Jacques Bernard Dupont, premier directeur de l'ORTF (à gauche) et Georges Gorse, Ministre de l’Information (du 7 avril 1967 au 31 mai 1968), lors du lancement de la couleur sur la 2e chaîne, le 1er octobre 1967

Mire couleur de la 2e Chaîne

  • 1968. L'ORTF est chargé de la retransmission en Mondiovision des JO de Grenoble dont l'ouverture est diffusée en direct auprès de plus de 600 millions de téléspectateurs dans 32 pays dont les Etats-Unis, l'URSS et le Japon. Apparition des Shadoks, série animée de Jacques Rouxel qui divise la France en deux. Mai 68, grève des personnels de l'ORTF, l'information télévisée est assurée 23 journalistes non grévistes.

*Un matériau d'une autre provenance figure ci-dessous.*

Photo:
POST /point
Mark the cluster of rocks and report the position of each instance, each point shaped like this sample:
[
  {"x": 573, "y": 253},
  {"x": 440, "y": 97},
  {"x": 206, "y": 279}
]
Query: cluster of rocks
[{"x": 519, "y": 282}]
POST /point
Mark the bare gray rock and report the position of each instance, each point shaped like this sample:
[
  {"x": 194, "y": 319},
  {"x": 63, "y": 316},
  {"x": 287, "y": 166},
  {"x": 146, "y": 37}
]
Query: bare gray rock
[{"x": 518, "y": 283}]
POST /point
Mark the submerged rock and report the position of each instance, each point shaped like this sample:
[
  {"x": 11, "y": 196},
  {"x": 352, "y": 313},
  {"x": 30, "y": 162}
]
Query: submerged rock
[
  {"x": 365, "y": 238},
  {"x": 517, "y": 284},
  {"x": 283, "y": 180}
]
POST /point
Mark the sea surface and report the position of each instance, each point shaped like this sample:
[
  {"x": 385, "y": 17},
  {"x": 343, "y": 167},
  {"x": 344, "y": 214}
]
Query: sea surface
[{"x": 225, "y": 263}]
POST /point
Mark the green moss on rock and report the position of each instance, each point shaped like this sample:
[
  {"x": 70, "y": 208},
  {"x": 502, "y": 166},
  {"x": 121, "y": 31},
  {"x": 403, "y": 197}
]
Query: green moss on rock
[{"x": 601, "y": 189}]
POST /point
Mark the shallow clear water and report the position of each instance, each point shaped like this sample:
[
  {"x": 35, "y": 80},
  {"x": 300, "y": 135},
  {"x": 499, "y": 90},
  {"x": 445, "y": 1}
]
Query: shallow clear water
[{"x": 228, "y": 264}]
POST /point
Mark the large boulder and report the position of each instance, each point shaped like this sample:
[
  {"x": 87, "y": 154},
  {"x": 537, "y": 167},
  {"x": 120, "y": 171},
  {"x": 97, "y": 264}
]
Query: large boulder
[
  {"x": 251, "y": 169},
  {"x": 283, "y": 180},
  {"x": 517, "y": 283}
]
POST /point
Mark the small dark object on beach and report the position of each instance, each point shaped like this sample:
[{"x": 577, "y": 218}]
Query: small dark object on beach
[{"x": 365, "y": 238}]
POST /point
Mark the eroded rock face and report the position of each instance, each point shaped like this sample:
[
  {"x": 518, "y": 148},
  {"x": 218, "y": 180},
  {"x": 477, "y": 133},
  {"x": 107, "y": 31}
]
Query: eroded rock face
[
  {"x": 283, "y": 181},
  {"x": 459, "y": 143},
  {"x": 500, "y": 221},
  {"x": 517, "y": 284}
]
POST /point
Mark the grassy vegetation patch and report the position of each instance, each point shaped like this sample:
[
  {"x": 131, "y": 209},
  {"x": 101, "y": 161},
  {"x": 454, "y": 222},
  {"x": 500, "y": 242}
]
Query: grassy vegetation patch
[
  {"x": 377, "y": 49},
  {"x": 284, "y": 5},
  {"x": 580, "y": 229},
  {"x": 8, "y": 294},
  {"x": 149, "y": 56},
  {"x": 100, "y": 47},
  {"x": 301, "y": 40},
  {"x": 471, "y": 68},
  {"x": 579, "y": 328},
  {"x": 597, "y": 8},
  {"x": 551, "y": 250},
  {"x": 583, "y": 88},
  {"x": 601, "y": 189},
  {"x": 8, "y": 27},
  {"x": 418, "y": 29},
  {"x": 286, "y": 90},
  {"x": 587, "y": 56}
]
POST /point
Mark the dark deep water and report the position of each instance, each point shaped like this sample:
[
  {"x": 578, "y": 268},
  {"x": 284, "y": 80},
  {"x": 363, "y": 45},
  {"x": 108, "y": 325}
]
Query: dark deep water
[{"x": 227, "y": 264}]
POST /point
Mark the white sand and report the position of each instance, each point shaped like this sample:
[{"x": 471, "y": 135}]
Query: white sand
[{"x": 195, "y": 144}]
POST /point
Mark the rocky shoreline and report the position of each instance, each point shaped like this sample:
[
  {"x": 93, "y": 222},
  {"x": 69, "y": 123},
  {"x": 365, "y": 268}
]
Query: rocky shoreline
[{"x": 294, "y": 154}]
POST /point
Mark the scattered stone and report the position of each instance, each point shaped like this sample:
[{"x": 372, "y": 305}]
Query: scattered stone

Discours de de Gaulle le 30 mai.
  • Le 1er Juin, Georges Gorse, Ministre de l’Information depuis le 7 avril 1967 est remplacé par Yves Guénat dans le gouvernement remanié de Georges Pompidou. Après les accords de Grenelle, Jean-Jacques de Bresson est nommé nouveau directeur général de l'ORTF le 6 juin 1968 et succède à ce poste à Jacques-Bernard Dupont.
    Les contestataires de 68 sont limogés, mutés ou mis en "congé spécial" et certaines émissions supprimées dont Cinq colonnes à la une. Disparition du SLII remplacé par le Comité interministériel pour l'information (CII). Apparition de messages publicitaires de marques (textiles, alimentation et électroménager) sur la première chaîne dont la gestion est confiée à la Régie Française de Publicité. Un an après le lancement de la couleur, 200 000 récepteurs ont été vendus contre un million prévu.

 

Affiche contestataire de l'atelier des Beaux-Arts pendant mai 68.

Affiche de l'atelier des Beaux-Arts imprimée pendant mai 68.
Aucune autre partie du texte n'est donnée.